In this episode, we interview Brandon Pachan, who is currently teaching Grade 8 SciTech LASS & Primary Dance and Drama at Macville Public School. He shares the work he is doing around Inquiry both at the Intermediate and Primary level. He also shares how the rules of improv he learned about are helping him empower his learners each and every day.
What’s New in the World of EML?
Jim shared work he is doing with a new teacher-librarian at a middle school. She is in her first year of the role and trying to rethink and redesign the library space, as well as a few other adjacent spaces, to better serve students, the maker mindset, and STEAM-based activities. She is connecting with other amazing teacher-librarians around the board such as @the_mulc and @MrSchuermann. Jim suggested that this year is a learning year and a pilot year, one in which any barriers to the most efficient and collaborative use of the space are identified and eliminated for next year.
Amit shared the work he is doing at Louise Arbour Secondary School‘s English Department around using Simon Sinek‘s Start With Why to frame the work they are doing with Empowering Modern Learners. Although they are focusing in on one element right now, they understand how all of the elements are interconnected, but starting with one can sometimes make navigating the change a bit more manageable.

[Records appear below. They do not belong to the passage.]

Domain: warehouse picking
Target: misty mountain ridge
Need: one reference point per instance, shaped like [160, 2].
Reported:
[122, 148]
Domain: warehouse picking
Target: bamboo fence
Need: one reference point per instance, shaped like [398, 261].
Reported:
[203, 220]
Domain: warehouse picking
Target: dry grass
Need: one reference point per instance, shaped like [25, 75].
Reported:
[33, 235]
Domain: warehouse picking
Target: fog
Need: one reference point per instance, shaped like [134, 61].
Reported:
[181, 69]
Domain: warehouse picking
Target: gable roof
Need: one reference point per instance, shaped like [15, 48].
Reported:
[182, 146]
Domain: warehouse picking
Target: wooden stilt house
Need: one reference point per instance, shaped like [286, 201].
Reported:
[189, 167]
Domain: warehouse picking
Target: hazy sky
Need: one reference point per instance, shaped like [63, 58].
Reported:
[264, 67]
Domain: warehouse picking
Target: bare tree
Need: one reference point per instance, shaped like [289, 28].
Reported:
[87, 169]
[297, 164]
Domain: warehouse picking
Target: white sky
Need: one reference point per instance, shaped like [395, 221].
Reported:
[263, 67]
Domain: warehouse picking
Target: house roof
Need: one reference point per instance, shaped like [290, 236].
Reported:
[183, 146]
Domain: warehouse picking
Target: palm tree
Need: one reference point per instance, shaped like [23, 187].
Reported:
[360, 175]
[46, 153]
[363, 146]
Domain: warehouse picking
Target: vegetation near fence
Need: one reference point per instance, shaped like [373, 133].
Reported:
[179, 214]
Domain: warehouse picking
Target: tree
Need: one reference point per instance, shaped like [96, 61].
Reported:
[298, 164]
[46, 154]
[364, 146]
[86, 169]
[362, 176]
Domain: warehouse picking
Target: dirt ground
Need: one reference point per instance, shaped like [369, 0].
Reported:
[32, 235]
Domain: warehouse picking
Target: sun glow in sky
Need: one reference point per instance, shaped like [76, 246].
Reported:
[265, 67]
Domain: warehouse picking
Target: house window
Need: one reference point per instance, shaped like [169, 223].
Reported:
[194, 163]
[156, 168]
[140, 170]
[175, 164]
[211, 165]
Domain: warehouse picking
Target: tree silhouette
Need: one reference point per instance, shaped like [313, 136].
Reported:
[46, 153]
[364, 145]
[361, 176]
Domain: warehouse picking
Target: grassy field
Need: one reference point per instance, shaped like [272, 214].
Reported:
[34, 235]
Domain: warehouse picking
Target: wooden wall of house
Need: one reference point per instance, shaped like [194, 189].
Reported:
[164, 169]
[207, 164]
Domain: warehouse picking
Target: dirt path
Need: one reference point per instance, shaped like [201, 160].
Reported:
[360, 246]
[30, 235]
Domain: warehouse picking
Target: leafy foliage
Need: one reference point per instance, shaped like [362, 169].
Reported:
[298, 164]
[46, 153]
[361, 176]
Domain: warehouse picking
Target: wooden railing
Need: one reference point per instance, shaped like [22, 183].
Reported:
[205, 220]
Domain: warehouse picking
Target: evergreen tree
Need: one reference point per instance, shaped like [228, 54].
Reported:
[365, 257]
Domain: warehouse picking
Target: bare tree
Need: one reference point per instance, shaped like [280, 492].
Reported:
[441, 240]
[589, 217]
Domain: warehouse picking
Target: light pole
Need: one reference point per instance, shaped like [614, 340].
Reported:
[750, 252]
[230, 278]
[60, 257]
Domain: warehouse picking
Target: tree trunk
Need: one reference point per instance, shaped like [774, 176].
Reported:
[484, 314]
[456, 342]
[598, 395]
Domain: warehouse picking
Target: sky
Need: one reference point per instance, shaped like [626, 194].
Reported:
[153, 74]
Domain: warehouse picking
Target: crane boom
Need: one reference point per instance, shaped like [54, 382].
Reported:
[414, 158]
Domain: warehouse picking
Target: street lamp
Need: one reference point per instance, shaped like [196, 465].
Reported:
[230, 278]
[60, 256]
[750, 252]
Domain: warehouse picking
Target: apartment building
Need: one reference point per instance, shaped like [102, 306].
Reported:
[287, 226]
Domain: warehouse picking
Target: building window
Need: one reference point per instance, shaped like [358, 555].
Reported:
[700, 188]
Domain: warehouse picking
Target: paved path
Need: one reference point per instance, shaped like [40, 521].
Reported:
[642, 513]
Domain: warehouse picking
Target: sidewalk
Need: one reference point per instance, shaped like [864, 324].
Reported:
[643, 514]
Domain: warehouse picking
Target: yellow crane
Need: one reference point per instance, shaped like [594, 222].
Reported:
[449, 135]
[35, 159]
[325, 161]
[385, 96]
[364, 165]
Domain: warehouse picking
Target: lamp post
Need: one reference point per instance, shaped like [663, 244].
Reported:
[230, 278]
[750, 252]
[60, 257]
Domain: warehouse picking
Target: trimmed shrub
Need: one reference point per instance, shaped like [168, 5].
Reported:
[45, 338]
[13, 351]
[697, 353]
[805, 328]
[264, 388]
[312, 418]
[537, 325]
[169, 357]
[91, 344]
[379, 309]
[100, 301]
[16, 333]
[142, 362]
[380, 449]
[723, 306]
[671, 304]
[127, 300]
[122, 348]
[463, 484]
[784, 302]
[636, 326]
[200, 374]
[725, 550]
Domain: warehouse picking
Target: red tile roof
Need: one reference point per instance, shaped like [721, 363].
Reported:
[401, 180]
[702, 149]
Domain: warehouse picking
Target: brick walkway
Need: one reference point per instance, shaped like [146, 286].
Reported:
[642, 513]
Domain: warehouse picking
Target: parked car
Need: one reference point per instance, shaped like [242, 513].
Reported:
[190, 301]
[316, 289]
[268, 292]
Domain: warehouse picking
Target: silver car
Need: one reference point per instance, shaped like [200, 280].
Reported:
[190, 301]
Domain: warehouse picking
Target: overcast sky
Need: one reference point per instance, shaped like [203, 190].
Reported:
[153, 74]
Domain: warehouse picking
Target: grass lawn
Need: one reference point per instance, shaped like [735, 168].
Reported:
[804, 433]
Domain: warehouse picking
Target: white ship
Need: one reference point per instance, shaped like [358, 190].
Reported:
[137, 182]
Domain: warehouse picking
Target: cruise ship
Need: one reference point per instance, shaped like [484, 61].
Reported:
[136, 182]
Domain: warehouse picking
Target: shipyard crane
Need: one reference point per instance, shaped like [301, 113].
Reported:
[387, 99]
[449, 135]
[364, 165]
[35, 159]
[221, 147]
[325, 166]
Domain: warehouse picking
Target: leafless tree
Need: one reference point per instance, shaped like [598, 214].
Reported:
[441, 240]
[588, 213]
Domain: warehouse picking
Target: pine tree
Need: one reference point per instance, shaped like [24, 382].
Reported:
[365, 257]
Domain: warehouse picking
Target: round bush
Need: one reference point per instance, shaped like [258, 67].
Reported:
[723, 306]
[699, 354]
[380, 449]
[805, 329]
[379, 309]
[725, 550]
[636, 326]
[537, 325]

Links from the Interview with Brandon Pachan
- Launch – book by Mark Spence and A. J. Juliani
- Bossypants – book by Tina Fey
- @BrandonPachan on Twitter
Shares for the Week
Jim was very inspired by Brandon’s connection between his three rules of improv and his teacher practice. Jim did some more reading is search of more inspiration from the world of improv. He found two more ideas that resonated with him. The first is from a list by David Algar and the idea is “change, change, change” with the point being that the characters in a scene must go through a change as a result of their experiences in the scene – I think learning is no different – students change their ideas, values, understandings, concepts everyday at school as a result of their experiences there. But how can we be the most respectful to their idiosyncratic views and notions in our teaching practice? The other idea come from Fancypants by Tina Fey and Jim found a short excerpt online. Fey’s idea is that there are no mistakes, only opportunities. Any misinterpretations by others in the scene with you are not mistakes but opportunities and everyone needs to go with them, whatever they might be. The same can be said of the dynamics of a classroom of students and the teacher in the room. There is nothing more DIS-empowering than learning under a climate where mistakes are feared and taking risks are unsupported and unwelcome.
Amit shared a blog post by Katie Martin entitled “10 Characteristics of Professional Learning that Inspires Learner-Centered Innovation” where she talks about how to make professional learning more meaningful for teachers.
He talked also about how using a one-size-fits-all approach to professional learning is not the most authentic learning and doesn’t empower teachers. He spoke about how the Empowering Modern Learners document does not talk about teachers and students, but learners generally as we are all learners in this ever-changing world.